- Kategori
- Dünya Şehirleri
Belçika’nın romantik şehri, Kuzey’in Venedik’i: Brugge

Eşim tanıştığımızdan beri hep ‘Seninle Brugge’e gidelim.’ diyordu. Oranın romatizmin baş tacı olarak gösterilen Paris’ten bile romantik olduğunu söylüyordu. İşte tanıştığımızdan beş yıl sonra Brugge’de yan yana yürürken bunlar geldi aklıma. Beş senenin anıları bir bir gözlerimin önünden geçerken dar arnavut kaldırımlardan yürüyüp Belçika’nın nefis çikolatalar satan renkli küçük dükkanlarını gezdik.
Kanallarla çevrili tarihi binaların bulunduğu sokaklar, denildiğine göre Belçika’nın eliyle restorasyon adı altında bozulmaktan İngilizlerin sayesinde kurtulabilmiş. Bu nedenle İngilizlere şükran duyan bazı Belçikalılar var. İngilizler burayı görünce aşık olmuşlar ve şehrin üçte birini de satın almışlar. Öyle ya da böyle birileri sahip çıkmış, bu güzelim şehri tarihiyle birlikte uzun süreli korumuştu. Bu küçük şehri kanallarıyla, tarihi meydanları ve şirin kafeleriyle Avrupa’nın en güzel şehirlerinden biri olarak gösterenlere hak verilmeyecek gibi değildi.
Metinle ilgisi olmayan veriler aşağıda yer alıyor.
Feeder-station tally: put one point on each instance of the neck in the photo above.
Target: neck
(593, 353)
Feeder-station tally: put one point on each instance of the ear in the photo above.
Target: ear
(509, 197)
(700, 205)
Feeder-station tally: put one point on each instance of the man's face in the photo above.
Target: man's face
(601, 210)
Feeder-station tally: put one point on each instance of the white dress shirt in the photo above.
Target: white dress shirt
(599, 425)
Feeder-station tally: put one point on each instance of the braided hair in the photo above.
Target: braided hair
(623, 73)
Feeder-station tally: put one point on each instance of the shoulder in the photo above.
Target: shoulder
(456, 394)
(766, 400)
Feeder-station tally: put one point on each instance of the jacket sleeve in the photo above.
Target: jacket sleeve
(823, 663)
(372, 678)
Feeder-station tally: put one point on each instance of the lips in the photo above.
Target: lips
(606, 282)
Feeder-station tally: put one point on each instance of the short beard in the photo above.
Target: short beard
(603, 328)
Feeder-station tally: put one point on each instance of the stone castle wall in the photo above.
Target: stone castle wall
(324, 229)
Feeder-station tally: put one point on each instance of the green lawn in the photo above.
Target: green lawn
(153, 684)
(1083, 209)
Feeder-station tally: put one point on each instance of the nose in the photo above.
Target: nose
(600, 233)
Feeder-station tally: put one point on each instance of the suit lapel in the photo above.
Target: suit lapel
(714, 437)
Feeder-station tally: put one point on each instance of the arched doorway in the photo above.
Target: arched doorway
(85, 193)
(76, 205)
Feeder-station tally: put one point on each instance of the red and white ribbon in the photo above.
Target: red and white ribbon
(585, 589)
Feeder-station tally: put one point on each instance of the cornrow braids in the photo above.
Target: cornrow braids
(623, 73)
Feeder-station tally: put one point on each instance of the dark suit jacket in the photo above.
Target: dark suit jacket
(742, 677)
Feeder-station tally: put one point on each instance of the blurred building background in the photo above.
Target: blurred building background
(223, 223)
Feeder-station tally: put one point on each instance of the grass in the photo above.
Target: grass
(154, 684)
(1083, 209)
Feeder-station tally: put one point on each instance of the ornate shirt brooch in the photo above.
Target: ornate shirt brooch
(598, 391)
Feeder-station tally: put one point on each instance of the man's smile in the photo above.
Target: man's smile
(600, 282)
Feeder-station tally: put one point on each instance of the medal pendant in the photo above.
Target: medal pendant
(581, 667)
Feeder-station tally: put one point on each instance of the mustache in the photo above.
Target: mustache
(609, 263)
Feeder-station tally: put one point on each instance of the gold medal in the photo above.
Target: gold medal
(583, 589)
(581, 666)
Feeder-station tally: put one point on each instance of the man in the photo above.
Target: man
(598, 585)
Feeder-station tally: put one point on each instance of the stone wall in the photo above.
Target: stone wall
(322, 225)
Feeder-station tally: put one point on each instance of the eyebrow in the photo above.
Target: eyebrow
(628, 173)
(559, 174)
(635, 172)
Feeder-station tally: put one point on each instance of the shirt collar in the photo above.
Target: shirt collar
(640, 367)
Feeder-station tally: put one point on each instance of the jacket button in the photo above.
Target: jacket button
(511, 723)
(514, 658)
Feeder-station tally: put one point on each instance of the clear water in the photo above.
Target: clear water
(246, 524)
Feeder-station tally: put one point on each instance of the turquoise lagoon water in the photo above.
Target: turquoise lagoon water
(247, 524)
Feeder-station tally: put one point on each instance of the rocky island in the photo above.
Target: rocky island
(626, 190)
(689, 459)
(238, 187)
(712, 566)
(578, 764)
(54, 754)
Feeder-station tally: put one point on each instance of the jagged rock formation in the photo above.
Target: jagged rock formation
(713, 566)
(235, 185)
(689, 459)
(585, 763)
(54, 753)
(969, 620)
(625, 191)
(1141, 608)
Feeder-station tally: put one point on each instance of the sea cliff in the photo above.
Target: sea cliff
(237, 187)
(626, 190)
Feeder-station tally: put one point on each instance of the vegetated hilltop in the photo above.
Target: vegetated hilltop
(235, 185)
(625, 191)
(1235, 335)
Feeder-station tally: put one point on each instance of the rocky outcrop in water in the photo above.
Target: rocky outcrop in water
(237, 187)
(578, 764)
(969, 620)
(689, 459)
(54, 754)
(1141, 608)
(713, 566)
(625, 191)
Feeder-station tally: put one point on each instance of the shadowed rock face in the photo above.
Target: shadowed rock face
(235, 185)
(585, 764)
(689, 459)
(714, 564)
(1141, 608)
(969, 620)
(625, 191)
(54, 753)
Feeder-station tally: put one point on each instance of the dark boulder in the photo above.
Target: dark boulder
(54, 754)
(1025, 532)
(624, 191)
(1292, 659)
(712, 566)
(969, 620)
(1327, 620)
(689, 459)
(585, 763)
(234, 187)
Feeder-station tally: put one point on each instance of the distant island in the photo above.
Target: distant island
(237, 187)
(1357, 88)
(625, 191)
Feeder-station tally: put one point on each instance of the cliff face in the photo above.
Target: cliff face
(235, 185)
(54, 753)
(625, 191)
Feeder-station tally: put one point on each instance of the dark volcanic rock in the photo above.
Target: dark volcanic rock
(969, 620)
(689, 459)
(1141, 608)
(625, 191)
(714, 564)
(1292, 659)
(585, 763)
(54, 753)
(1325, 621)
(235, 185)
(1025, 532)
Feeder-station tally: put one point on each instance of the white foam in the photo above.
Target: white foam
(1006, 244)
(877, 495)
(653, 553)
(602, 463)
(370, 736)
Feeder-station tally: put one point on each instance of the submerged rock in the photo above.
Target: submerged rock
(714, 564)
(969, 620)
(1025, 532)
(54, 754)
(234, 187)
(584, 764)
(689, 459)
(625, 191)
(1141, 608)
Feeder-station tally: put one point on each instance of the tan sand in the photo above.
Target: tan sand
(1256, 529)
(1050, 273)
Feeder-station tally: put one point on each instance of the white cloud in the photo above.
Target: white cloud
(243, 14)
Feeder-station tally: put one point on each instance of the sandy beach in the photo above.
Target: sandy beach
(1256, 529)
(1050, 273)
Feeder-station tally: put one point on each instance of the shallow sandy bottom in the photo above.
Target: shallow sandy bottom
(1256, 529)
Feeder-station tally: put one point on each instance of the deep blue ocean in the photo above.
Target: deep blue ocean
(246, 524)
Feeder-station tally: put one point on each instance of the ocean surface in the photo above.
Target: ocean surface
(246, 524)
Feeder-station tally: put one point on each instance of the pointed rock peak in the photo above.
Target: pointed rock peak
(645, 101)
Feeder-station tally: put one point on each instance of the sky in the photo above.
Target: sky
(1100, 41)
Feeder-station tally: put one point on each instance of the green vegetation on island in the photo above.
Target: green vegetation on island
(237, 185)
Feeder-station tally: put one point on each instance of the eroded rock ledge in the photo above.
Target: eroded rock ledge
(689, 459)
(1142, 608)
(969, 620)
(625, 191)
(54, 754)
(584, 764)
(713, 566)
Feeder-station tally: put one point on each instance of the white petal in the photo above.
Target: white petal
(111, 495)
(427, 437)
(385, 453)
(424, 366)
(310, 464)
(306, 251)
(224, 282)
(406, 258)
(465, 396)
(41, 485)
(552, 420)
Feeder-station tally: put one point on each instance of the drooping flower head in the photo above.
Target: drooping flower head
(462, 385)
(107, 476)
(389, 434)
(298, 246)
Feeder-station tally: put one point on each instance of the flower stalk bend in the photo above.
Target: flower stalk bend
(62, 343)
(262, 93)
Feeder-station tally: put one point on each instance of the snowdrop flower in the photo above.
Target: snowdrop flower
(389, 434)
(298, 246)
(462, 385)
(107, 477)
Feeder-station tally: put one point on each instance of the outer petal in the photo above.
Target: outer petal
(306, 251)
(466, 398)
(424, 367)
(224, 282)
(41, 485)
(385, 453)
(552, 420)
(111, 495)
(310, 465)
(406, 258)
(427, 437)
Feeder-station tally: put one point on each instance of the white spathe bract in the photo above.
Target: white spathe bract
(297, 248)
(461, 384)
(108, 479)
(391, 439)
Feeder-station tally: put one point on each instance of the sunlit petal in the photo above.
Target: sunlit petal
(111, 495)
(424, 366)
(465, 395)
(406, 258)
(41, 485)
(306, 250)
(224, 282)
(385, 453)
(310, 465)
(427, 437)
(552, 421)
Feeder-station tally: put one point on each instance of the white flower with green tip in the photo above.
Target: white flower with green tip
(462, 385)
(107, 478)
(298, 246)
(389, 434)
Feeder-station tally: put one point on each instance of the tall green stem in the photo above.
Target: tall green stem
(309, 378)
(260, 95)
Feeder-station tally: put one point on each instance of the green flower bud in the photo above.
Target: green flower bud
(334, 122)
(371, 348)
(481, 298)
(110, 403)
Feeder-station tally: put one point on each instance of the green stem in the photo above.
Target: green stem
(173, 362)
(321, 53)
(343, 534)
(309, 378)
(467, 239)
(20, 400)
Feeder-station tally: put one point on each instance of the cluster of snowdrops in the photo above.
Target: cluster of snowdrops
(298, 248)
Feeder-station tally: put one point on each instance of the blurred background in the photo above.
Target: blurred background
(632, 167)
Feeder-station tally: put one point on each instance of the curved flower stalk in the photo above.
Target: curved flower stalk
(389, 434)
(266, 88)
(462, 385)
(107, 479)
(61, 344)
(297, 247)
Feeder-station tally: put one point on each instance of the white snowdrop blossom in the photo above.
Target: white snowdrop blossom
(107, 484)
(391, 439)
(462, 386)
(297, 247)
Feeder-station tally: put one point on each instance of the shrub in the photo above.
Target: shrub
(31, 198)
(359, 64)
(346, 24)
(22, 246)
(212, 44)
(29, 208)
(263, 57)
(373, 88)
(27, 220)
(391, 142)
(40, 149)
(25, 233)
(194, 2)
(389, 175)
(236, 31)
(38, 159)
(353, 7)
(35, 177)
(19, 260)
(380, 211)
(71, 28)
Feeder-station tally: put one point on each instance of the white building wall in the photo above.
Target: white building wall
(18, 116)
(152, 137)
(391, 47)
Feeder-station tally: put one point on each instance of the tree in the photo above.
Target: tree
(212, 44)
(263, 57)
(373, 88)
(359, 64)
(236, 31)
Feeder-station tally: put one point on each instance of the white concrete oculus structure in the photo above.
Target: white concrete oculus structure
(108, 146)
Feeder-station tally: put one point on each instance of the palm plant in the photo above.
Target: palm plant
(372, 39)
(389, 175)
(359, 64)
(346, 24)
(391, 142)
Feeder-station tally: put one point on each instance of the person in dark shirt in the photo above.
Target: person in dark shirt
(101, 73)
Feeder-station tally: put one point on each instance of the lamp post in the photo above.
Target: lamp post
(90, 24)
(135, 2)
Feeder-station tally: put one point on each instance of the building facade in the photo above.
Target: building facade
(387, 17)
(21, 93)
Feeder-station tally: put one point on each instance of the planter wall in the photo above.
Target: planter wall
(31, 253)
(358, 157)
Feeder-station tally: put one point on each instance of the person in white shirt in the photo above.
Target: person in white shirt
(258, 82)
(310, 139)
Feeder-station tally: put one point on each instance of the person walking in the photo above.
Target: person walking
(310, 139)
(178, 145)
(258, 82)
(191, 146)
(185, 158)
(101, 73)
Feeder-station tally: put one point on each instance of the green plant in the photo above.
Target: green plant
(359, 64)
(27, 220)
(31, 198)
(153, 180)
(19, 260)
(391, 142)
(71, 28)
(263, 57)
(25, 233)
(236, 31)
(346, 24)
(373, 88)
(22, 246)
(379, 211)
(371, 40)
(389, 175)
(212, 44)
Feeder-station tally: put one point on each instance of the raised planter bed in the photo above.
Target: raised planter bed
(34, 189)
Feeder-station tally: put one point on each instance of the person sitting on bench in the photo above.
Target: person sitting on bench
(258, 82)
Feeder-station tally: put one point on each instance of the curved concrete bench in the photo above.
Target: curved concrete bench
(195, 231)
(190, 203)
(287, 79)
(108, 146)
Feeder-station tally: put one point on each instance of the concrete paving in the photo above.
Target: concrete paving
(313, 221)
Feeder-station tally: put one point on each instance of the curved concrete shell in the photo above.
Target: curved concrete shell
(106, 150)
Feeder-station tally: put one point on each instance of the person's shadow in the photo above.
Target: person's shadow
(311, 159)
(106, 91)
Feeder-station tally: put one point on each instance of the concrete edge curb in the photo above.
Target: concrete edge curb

Kırmızı, turuncu, yeşil yapraklı ağaçların dinginliğinde kanal boyunca yürüdükten sonra küçük bir meydanda şirin bir kafenin kaldırımdaki küçük masalarından birine oturup meydandaki bankta oturan sevimli yaşlı bir çifti, köpeğiyle oynayan adamı, at arabalarıyla geziye çıkmış turistleri izlemeye koyulduk. Sarışın garson kız tüm Brugge’lüler gibi saygılı ve canayakındı. Orada yerel birayla yediğimiz gulaş unutulmayacak kadar lezzetliydi, hele de arkamızdan hafif bir güneş bizi ısıtırken.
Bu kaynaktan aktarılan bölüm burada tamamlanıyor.